Trump y sus macarras
Specula.
Febrero/26.
"Cuando el poder político señala colectivos enteros como amenazas —migrantes, opositores, pobres, racializados—, el resultado es previsible: una policía que dispara primero y justifica después."
La configuración que se esclarece alrededor del proyecto político de Donald Trump no es solo una simple radicalización conservadora ni una anomalía pasajera del sistema estadounidense. Es una deriva autoritaria coherente en lo suyo, reconocible y peligrosamente familiar muy bien descrita en los libros de historia. Su rasgo central es la construcción de un Estado policial ideologizado, donde la violencia deja de ser un último recurso y pasa a convertirse en principio organizador. En ese esquema, la policía tradicional y agencias como ICE funcionan como el núcleo de una policía política al servicio de una visión abiertamente fascista.
La llamada policía “política” no es un exceso folclórico ni una caricatura mala del crimen impune. Se ha convertido en el brazo armado y criminal de una cultura que glorifica la fuerza bruta, desprecia la vida del otro y entiende el orden como sumisión. Esa cultura se alimenta de símbolos, de enemigos internos y de una narrativa de pureza nacional que recuerda, sin demasiados rodeos, a los manuales del fascismo europeo del siglo XX.
Ilustración: IA Alternativa Mediterráneo. Uso libre
Los dos recientes crímenes a tiros de ciudadanos desarmados a manos de agentes policiales no pueden leerse como accidentes ni como errores individuales. Son ejecuciones sumarias en un contexto donde el Estado ha rebajado el valor de ciertas vidas hasta convertirlas en cero con cuerpos acribillados a tiros. Cuando el poder político señala colectivos enteros como amenazas —migrantes, opositores, pobres, racializados—, el resultado es previsible: una policía que dispara primero y justifica después.
El ICE representa el ejemplo mejor matizado de esta mutación. Bajo el trumpismo, ha dejado de ser una agencia administrativa para convertirse en una auténtica policía política. Redadas teatrales y absurdas, detenciones sin garantías, separación sistemática de familias y uso del terror como herramienta de gobierno que no gobierna. No se trata en realidad de controlar flujos migratorios, sino de marcar cuerpos, infundir miedo y escenificar poder. La lógica es inequívoca: identificar al “indeseable” y expulsarlo como sea del cuerpo social.
Esta lógica no es nueva. Es la misma que alimentó al fascismo de cuño nazi: la obsesión con la identidad, la construcción del enemigo interno, la deshumanización del otro y la fusión entre aparato represivo y propaganda. El uniforme no protege a la sociedad; protege al régimen. La ley no limita al poder; lo acompaña. La violencia se presenta como necesidad histórica con resultados desastrosos.

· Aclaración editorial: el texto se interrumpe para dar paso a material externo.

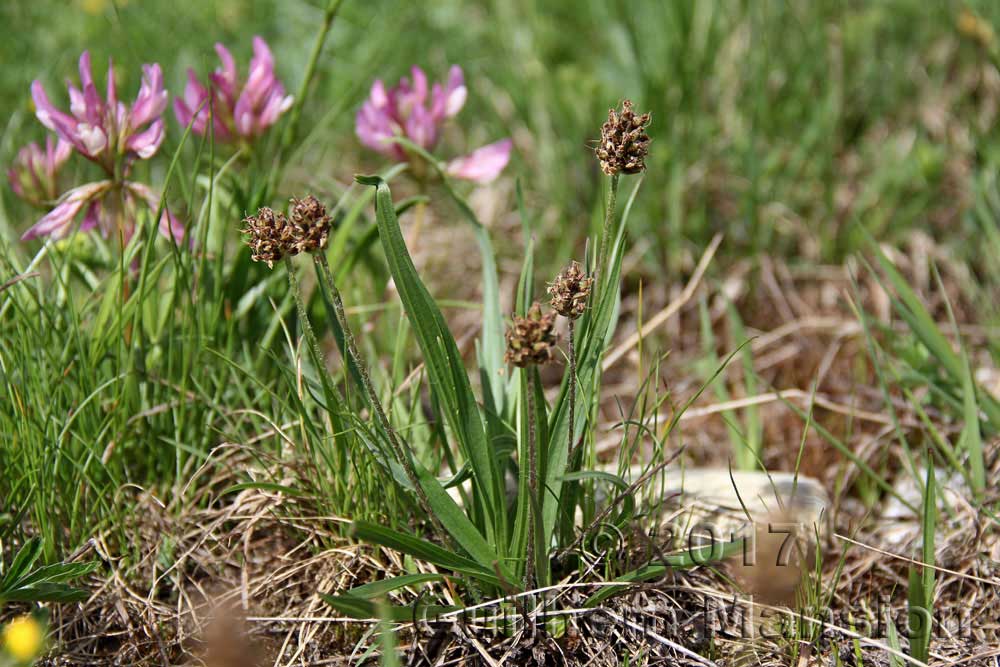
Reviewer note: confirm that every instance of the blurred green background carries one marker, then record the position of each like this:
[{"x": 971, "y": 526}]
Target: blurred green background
[{"x": 782, "y": 124}]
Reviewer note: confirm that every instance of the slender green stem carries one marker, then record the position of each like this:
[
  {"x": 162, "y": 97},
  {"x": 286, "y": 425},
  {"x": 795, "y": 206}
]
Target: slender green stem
[
  {"x": 307, "y": 329},
  {"x": 529, "y": 566},
  {"x": 401, "y": 453},
  {"x": 333, "y": 6},
  {"x": 571, "y": 446},
  {"x": 609, "y": 216}
]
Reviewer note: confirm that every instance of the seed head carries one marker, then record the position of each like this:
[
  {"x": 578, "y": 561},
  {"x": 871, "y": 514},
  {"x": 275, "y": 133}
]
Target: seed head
[
  {"x": 531, "y": 340},
  {"x": 270, "y": 236},
  {"x": 570, "y": 291},
  {"x": 310, "y": 224},
  {"x": 624, "y": 142}
]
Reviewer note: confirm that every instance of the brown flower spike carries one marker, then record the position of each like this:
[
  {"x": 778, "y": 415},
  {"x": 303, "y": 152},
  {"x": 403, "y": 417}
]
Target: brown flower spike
[
  {"x": 531, "y": 340},
  {"x": 624, "y": 142},
  {"x": 270, "y": 236},
  {"x": 570, "y": 291},
  {"x": 311, "y": 225}
]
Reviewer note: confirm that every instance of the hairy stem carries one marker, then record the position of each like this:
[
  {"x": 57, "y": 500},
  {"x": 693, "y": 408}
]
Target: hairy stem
[
  {"x": 609, "y": 216},
  {"x": 571, "y": 446},
  {"x": 529, "y": 566},
  {"x": 307, "y": 329}
]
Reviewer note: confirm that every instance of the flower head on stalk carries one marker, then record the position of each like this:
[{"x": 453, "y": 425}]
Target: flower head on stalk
[
  {"x": 106, "y": 130},
  {"x": 624, "y": 143},
  {"x": 417, "y": 111},
  {"x": 531, "y": 340},
  {"x": 570, "y": 291},
  {"x": 34, "y": 174},
  {"x": 310, "y": 223},
  {"x": 237, "y": 110}
]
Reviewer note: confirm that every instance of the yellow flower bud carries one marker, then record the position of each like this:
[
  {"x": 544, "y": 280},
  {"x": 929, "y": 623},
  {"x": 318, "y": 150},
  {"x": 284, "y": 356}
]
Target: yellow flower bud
[{"x": 22, "y": 639}]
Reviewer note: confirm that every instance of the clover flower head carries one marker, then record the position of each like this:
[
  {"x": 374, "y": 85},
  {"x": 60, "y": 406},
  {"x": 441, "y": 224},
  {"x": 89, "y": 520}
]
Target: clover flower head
[
  {"x": 106, "y": 130},
  {"x": 570, "y": 291},
  {"x": 236, "y": 109},
  {"x": 34, "y": 174},
  {"x": 531, "y": 340},
  {"x": 417, "y": 111},
  {"x": 108, "y": 206},
  {"x": 624, "y": 143}
]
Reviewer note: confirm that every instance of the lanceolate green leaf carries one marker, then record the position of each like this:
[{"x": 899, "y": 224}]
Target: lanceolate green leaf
[
  {"x": 491, "y": 351},
  {"x": 419, "y": 548},
  {"x": 448, "y": 377}
]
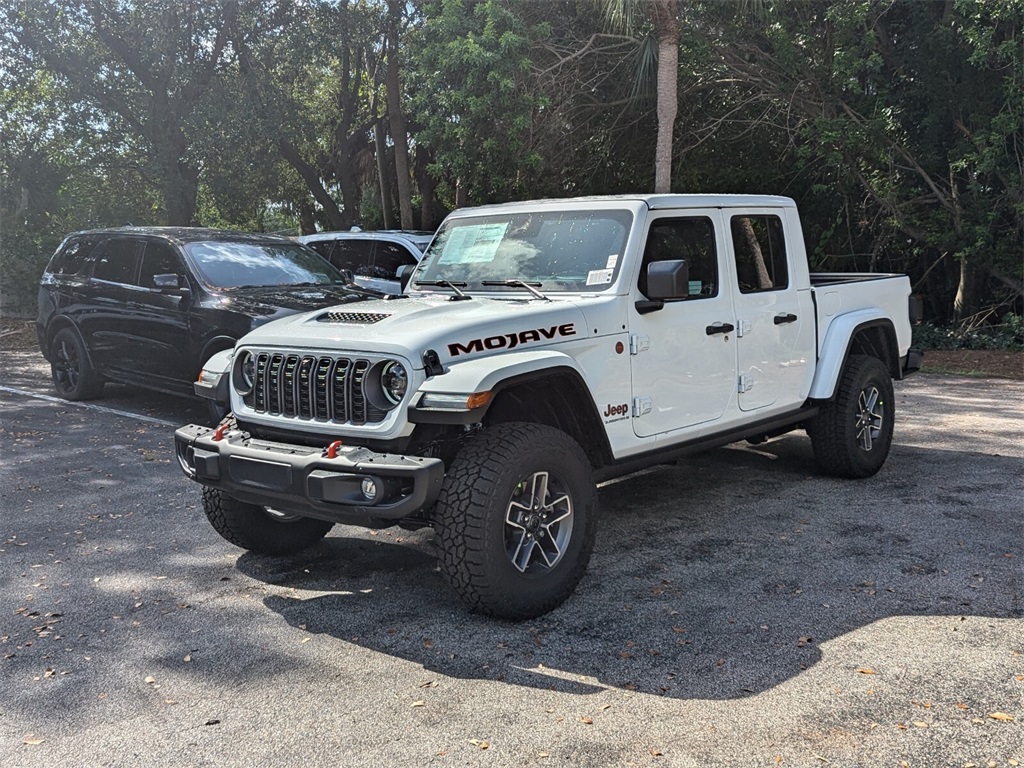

En consecuencia, la respuesta institucional ante los crímenes policiales confirma esta deriva. Investigaciones internas opacas, cierres corporativos, sindicatos policiales actuando como escudos políticos y líderes relativizando los hechos antes de que se enfríen los cuerpos. La impunidad no es un fallo del sistema: es su combustible de alto octanaje.
Frente a esta maquinaria, la contestación popular ha sido masiva y persistente. Protestas, movilizaciones y resistencia civil han señalado lo evidente: no hay seguridad posible cuando el Estado se comporta como una banda armada. No hay orden cuando la ley se suspende para quienes portan armas y placa. No hay democracia cuando el miedo se convierte en política pública.
El discurso trumpista invoca constantemente la “ley y el orden”, pero lo que propone es obediencia sumisa y silencio. Lo que defiende no es la legalidad, sino el privilegio armado. Lo que construye no es patriotismo, sino una forma contemporánea de fascismo, con ecos demasiado claros de su versión nazi.
La pregunta por tanto ya no es si esta deriva existe, sino cuánto tiempo más se seguirá negando mientras el número de víctimas aumenta y la normalización del horror avanza de la mano de Trump y su banda de nazis macarras.